The US Department of Homeland Security recently warned that malicious hackers may have targeted US phone users by exploiting a four-decades-old networking protocol used by cell phone providers around the world, according to a spokesman for US Senator Ron Wyden (D-Ore.). Meanwhile, the spokesman said, one of the nation’s major cellular carriers recently experienced a breach of that same protocol that exposed customer data.
Short for Signalling System No. 7, SS7 is the routing protocol that allows cell phone users to connect seamlessly from network to network as they travel throughout the world. With little built-in security and no way for carriers to verify one another, SS7 has always posed a potential hole that people with access could exploit to track the real-time location of individual users. In recent years, the threat has expanded almost exponentially, in part because the number of companies with access to SS7 has grown from a handful to thousands. Another key reason: hackers can now abuse the routing protocol not just to geolocate people but, in many cases, to intercept text messages and voice calls.
SS7 already being exploited
In a letter Sen. Wyden received last week, DHS officials warned that “nefarious actors may have exploited” SS7 to “target the communications of American citizens,” Wyden spokesman Keith Chu told Ars, confirming an article published Wednesday by . On Tuesday, Wyden sent a letter to Federal Communications Commission Chairman Ajit Pai that heightened concerns of SS7 hacks on US infrastructure.
“This threat is not merely hypothetical—malicious attackers are already exploiting SS7 vulnerabilities,” Wyden wrote. “One of the major wireless carriers informed my office that it reported an SS7 breach, in which customer data was accessed, to law enforcement through the government’s Customer Proprietary Network Information (CPNI) Reporting Portal.”
Such reports are legally required when carriers believe customer data has been illegally accessed. Chu declined to say who the US carrier is.
It’s not clear if the DHS warning involving nefarious actors is related to the SS7 breach involving the unnamed US carrier. It’s also unknown how many customers are affected by the SS7 breach or whether the nefarious actors the DHS warned of work on behalf of a nation-sponsored espionage operation or as part of a profit-motivated crime operation. Chu said that neither the DHS nor US carriers have provided those details to Wyden’s office.
In 2016, US Representative Ted Lieu (D-Calif.) got a vivid demonstration of the threat posed by SS7. He gave reporters from CBS News magazine permission to abuse their access to the routing protocol to record his calls and monitor his movements using nothing more than the public 10-digit phone number associated with the handset he used.
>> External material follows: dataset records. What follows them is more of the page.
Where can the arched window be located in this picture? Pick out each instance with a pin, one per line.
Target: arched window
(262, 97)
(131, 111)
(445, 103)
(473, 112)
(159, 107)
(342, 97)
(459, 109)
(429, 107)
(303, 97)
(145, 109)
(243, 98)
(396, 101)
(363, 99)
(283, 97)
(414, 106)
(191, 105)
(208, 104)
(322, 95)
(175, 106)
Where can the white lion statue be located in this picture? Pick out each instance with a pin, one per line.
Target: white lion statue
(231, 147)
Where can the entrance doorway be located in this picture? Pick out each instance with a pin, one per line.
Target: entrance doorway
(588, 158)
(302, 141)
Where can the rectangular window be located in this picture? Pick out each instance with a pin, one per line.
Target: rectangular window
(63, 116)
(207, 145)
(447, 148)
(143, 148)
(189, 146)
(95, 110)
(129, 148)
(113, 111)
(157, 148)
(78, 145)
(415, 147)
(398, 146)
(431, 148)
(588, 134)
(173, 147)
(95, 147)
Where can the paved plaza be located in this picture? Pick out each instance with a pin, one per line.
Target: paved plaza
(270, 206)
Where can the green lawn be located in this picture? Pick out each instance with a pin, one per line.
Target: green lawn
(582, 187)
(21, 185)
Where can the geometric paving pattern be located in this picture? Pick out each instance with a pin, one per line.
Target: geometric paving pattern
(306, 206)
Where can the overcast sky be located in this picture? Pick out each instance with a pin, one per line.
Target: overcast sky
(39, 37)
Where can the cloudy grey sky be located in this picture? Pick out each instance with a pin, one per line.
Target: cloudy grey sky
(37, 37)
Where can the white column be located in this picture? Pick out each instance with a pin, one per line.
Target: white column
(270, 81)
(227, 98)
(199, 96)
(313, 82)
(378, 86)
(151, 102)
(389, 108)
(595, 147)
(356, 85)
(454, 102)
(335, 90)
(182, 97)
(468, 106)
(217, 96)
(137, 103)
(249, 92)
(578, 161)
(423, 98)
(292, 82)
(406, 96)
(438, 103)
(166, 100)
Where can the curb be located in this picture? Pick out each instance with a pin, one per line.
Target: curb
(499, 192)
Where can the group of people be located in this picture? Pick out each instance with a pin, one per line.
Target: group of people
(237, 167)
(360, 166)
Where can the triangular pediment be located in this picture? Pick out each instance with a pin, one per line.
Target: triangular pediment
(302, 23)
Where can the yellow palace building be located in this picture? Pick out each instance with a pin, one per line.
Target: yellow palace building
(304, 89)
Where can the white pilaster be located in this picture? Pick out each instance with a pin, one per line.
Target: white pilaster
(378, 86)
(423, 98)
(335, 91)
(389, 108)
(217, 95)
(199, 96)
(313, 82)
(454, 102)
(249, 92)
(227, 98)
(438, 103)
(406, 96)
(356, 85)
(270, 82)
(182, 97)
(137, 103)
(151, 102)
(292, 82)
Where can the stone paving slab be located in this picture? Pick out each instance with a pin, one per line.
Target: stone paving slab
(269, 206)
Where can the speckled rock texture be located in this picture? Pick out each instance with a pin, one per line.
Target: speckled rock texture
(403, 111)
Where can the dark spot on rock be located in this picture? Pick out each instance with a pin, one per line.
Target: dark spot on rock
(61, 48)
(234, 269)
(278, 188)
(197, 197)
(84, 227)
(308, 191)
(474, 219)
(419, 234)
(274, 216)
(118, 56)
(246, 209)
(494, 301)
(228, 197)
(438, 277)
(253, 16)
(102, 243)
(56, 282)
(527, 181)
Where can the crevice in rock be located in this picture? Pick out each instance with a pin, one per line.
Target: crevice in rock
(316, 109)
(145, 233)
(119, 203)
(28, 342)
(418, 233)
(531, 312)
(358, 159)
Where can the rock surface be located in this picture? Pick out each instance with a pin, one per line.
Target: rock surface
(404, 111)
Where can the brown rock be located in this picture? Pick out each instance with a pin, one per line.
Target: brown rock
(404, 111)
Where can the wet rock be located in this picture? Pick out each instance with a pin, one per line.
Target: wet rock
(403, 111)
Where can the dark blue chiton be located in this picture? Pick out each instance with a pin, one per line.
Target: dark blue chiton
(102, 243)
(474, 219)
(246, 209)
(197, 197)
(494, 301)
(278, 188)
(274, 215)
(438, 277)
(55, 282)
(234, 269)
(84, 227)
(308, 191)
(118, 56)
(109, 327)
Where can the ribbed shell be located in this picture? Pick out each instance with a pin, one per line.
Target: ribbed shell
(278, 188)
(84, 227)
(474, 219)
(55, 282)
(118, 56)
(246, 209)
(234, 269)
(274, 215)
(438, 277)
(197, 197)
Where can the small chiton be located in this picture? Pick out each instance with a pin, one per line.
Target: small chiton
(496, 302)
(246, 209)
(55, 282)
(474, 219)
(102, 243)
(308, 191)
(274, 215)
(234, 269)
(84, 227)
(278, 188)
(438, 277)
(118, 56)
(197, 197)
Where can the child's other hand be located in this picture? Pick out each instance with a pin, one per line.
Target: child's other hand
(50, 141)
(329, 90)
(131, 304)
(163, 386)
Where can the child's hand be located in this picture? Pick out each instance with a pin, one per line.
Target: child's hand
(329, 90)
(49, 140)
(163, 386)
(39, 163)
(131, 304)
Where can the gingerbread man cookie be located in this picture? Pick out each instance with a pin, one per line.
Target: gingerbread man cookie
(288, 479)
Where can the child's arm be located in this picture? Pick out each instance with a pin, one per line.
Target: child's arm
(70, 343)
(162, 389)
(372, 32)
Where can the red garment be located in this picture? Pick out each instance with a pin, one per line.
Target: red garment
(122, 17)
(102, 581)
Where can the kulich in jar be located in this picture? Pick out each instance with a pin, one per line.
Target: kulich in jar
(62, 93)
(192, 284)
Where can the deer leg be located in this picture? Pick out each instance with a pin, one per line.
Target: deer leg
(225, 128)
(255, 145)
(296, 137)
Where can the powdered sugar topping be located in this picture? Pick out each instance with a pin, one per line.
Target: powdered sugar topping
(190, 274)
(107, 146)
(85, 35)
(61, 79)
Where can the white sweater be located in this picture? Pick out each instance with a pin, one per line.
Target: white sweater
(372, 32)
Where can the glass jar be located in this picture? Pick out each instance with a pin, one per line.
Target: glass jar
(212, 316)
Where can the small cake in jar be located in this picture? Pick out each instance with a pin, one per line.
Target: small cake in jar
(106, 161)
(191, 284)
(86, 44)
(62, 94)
A year later, thieves used SS7 to bypass two-factor authentication that banks used to prevent unauthorized withdrawals from online accounts. The hack allowed the attackers to intercept one-time passwords before they could be received by the intended bank customers. Exploit brokers have offered $100,000 payouts for hackers who develop reliable SS7 exploits.
The renewed focus on SS7 as a backchannel for spying on cellphone users comes almost three weeks after reported that a little-known company called Securus allowed law enforcement officers to locate most American cell phones within seconds. The privacy concerns such services raise mushroomed in the coming days when hackers and researchers discovered vulnerabilities that exposed usernames and password data for Securus customers and leaked the real-time locations of US cell phones from LocationSmart, the company that provided the data to Securus.
Sen. Wyden’s letter this week to the FCC chairman is a reminder that loopholes that allow all the carriers to share customer location data aren’t the only threat facing cellphone users. In responses sent late last year to Wyden’s questions about SS7 security, both Verizon and T-Mobile confirmed that they were still in the process of implementing firewalls that would filter malicious requests. AT&T, meanwhile, said it implemented such firewalls but didn’t say when.
The senator accused the FCC of failing to adequately answer the threat posed by SS7, noting among other things that a working group the FCC convened in 2016 to address SS7 vulnerabilities was dominated by carrier insiders and comprised no academic experts. He called on Pai to compile a list of SS7 breaches that have occurred in the past five years.
“The FCC must now take swift action, using its regulatory authority over the wireless carriers, to address the market failure that has enabled the industry to ignore this and other serious cybersecurity issues for decades,” Wyden wrote. He asked for Pai to respond by July 9.